Mostly I’ve been on lola duty which, I find, I could enjoy much more if I were a decade younger and quicker on the uptake. The boys have grown so fast. The bathroom I share with them, which used to have only the most basic soap, shampoo and toothpaste, are styling gels, shaving foam, deodorants, anti-acne and body lotions. These are the boys I used to share my bed with when they visited in Manila. Today, I must tread softly around their sensitivities and especially their sense of privacy. Still, mealtimes are usually fun with the conversation going from serious to silly to absurd. And I still get my share of kisses when they leave for school and when they come home. And occasionally, they throw in an “I love you.”

Five-year-old Maya is my constant companion. She is smart, sassy, articulate, demanding but very loving. She has latched herself to me as her preferred playmate, bedtime story reader, and all-around “slave,” which I don’t mind.

I am so surrounded by love, I keep asking myself why I stay away for so long.

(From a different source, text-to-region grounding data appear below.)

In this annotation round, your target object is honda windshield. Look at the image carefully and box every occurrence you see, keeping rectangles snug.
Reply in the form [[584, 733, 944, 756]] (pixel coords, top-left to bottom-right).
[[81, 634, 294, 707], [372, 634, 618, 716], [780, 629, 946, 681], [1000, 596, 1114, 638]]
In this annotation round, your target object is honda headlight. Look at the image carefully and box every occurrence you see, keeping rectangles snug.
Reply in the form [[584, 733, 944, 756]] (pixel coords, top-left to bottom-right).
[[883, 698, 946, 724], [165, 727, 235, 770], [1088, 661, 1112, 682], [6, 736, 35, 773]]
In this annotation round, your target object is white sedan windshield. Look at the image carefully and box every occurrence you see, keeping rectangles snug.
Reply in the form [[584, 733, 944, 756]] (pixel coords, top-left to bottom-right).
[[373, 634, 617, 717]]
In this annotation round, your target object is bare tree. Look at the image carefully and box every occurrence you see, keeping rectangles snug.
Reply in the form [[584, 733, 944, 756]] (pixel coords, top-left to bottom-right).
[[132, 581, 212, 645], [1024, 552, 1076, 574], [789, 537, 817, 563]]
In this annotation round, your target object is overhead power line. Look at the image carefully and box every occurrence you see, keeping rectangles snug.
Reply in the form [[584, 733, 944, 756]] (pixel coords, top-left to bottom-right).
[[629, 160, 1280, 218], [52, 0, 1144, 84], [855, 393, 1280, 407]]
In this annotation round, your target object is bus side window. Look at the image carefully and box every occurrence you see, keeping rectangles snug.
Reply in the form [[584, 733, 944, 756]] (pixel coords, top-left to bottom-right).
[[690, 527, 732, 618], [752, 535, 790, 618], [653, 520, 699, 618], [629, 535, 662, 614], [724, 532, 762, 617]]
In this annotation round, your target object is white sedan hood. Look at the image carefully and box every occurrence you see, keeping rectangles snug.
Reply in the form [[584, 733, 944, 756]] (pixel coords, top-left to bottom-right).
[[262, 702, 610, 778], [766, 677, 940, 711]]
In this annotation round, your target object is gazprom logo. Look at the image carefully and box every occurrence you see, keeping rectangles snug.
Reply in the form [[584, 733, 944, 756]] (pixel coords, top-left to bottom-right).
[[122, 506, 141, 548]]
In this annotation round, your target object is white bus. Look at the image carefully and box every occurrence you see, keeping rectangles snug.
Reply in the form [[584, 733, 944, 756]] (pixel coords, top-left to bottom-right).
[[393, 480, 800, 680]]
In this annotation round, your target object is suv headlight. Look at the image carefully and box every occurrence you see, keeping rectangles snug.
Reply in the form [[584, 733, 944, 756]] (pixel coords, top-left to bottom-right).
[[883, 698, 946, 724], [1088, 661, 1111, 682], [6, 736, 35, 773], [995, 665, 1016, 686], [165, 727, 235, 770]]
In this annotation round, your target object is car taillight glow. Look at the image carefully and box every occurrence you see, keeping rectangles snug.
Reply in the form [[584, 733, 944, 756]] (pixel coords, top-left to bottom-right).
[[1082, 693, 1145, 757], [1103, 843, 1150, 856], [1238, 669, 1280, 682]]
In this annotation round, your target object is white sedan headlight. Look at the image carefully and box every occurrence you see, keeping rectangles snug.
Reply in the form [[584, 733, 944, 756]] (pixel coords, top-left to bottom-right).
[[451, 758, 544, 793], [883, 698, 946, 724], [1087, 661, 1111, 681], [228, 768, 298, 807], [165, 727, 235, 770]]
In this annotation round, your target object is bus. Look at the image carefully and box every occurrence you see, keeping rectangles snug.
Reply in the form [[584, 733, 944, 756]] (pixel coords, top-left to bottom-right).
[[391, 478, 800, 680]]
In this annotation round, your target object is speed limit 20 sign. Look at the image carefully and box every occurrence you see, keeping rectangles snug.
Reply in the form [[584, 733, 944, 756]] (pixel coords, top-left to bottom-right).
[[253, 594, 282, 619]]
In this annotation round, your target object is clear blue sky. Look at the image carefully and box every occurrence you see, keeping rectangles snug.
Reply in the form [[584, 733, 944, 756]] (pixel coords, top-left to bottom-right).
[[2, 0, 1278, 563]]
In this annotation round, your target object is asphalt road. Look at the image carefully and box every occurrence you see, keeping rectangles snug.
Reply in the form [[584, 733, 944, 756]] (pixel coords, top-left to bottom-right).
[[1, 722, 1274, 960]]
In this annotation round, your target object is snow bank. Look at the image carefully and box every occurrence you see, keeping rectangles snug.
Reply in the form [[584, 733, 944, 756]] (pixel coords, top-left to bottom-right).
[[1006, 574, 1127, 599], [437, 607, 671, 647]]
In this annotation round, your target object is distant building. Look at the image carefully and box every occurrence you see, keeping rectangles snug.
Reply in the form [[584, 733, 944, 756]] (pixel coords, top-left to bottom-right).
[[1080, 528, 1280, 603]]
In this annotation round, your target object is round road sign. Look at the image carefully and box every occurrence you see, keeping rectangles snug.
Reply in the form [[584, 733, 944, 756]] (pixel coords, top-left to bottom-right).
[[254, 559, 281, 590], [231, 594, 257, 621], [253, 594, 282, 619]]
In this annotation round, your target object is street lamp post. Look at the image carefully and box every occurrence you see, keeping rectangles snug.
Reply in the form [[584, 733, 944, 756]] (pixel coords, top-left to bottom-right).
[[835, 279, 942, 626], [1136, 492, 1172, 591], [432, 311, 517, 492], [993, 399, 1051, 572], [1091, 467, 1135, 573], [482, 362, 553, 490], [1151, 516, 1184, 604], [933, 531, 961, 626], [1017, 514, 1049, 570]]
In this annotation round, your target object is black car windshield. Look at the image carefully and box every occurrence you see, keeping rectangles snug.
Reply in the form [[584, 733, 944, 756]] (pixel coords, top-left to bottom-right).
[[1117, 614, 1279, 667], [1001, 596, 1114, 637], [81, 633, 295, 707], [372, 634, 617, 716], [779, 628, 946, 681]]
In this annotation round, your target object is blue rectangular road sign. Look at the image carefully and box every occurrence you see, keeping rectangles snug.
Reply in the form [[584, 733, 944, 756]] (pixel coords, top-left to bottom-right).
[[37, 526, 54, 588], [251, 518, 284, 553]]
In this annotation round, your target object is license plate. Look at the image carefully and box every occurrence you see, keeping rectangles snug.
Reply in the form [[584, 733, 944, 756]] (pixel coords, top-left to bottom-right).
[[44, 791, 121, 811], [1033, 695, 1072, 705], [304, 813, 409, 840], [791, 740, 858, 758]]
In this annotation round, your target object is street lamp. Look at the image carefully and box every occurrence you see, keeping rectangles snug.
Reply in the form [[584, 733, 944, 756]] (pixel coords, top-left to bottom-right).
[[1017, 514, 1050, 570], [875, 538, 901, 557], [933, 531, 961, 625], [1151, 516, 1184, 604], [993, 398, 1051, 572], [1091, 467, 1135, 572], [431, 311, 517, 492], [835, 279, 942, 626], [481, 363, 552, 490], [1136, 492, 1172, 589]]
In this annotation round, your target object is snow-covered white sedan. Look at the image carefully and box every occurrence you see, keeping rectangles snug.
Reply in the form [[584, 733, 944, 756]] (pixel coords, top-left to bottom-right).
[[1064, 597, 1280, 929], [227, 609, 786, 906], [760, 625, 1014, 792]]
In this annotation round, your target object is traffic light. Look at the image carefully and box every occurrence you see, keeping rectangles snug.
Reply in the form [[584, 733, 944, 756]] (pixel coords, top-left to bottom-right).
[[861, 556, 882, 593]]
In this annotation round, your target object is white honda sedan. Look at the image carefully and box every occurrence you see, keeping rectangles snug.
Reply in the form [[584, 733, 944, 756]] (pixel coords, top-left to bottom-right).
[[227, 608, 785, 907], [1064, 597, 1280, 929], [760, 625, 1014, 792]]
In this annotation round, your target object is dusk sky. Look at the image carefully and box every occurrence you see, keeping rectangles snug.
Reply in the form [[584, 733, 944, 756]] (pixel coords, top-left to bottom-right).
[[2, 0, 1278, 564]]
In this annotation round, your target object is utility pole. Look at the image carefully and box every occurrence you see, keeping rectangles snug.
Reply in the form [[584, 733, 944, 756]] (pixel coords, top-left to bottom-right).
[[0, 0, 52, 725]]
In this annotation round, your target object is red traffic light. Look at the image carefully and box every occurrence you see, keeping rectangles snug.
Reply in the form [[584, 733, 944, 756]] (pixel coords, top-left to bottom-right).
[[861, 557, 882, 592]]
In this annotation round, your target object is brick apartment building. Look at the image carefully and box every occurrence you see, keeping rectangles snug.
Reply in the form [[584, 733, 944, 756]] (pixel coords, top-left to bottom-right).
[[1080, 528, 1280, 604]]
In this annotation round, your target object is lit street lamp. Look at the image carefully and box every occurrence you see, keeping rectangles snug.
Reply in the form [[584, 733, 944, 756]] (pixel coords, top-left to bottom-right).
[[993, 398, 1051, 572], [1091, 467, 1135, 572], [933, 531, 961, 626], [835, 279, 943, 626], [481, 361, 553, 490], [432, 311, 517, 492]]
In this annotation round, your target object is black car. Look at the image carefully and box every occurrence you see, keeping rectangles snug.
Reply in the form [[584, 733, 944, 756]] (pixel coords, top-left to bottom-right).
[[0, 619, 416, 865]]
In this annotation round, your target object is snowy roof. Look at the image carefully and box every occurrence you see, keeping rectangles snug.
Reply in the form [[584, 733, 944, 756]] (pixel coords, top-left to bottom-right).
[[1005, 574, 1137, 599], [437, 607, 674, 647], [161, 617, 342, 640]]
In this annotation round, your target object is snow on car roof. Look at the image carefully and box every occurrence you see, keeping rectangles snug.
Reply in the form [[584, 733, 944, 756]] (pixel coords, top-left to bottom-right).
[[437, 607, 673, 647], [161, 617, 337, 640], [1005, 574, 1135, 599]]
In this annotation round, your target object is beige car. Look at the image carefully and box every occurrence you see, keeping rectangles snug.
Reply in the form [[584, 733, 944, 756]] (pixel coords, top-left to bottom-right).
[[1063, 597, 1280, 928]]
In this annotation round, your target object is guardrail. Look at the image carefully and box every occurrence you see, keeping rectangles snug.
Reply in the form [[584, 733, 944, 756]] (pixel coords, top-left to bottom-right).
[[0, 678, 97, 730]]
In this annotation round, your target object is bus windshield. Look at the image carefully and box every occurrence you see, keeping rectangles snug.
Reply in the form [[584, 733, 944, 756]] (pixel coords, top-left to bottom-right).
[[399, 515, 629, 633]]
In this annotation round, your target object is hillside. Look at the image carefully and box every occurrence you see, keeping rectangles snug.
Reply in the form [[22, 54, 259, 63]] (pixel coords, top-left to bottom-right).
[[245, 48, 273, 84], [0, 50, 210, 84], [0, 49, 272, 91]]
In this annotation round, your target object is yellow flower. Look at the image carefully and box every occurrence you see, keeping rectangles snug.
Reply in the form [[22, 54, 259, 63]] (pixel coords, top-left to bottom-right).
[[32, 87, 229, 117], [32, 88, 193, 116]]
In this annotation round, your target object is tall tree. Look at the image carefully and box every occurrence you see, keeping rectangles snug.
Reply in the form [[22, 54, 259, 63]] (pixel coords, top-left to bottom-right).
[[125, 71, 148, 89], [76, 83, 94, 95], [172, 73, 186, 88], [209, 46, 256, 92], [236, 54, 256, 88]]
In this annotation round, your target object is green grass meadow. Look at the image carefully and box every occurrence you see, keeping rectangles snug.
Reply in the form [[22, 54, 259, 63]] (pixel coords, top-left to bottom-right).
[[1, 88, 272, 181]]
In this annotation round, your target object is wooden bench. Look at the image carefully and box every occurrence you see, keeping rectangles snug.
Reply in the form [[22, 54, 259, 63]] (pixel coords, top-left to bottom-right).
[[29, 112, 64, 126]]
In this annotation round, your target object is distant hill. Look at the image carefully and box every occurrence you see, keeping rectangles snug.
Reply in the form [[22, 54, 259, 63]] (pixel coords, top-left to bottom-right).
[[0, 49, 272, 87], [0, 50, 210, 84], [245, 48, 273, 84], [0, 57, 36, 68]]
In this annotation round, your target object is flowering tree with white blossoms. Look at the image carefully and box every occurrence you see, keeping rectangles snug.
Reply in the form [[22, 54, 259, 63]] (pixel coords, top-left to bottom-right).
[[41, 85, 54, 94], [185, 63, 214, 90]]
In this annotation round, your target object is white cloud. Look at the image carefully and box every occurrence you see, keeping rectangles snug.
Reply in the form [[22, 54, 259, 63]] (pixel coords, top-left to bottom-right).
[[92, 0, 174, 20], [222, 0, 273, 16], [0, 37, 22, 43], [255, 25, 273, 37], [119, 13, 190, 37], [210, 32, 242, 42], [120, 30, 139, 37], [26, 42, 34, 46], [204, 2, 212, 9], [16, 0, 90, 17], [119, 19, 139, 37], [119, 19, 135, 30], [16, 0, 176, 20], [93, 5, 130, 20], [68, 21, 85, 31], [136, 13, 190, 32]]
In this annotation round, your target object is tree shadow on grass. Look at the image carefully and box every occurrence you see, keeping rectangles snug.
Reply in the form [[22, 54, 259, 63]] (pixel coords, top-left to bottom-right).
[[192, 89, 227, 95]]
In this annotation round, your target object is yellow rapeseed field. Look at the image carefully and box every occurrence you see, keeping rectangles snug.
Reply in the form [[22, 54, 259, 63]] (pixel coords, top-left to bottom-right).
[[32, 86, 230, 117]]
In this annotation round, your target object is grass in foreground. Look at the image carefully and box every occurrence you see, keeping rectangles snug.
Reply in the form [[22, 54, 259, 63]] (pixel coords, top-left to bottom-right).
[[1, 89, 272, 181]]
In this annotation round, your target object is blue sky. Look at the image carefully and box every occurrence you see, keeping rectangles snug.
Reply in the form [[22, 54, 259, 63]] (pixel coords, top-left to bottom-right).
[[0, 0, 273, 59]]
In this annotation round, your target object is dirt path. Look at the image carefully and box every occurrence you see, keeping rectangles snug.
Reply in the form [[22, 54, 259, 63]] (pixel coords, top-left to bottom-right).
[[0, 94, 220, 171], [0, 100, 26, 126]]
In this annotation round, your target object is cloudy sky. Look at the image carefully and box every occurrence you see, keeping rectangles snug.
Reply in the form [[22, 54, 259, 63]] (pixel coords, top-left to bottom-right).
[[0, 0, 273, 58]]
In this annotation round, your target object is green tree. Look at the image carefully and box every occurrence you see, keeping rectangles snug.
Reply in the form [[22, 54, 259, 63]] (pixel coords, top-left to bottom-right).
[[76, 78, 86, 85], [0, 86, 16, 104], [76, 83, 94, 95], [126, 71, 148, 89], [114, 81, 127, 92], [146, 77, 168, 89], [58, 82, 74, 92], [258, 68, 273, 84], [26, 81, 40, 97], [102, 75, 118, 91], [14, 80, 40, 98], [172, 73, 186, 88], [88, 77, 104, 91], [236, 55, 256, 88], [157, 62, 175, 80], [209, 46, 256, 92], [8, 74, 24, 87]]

I’m not usually in Sydney in October, since it is too close to Christmas, which we like to spend here together as a family. But I am visiting in the off-season to attend to a particular grandmotherly duty. For years, Luis has put me on a guilt-trip saying I have never been in Sydney on his birthday during the 11 years that his family has lived in Australia. Which is true. I came here when his older brother Diego turned five, six months after they emigrated, bringing party decor, favors and candy from Divisoria. I was also here to assist my daughter when Maya was born five years ago. And last year, I was here for their lolo’s birthday, which was followed by Maya’s 4th birthday three days later.

Luis has nagged me about this for so long, and no offer of a hefty present or extra money at Christmas would make him change his mind. I had to be in Sydney on Oct. 25, the day of his birthday, or he would think I don’t love him. It’s a preposterous thought, and he knows it, but Luis knows how to push my buttons, so here I am in Sydney, on an unscheduled visit two months before Christmas, to prove to my second grandson that I love him.

Perhaps because of all the excuses I’ve made in the past, even after I showed him my airline ticket, he said he would not believe that I would be here until the actual day of his birthday. He reasoned that given my erratic travel schedule, I could suddenly be called to a meeting in Nepal or Malaysia or wherever else. Even now that I am already in Sydney, he says he is still not convinced I will be around when he turns 13 tomorrow. It’s a game he plays only half-jokingly.

Given the depressing political climate in the Philippines, I am glad Luis forced the issue and I am back here in my happy place, if only for a while.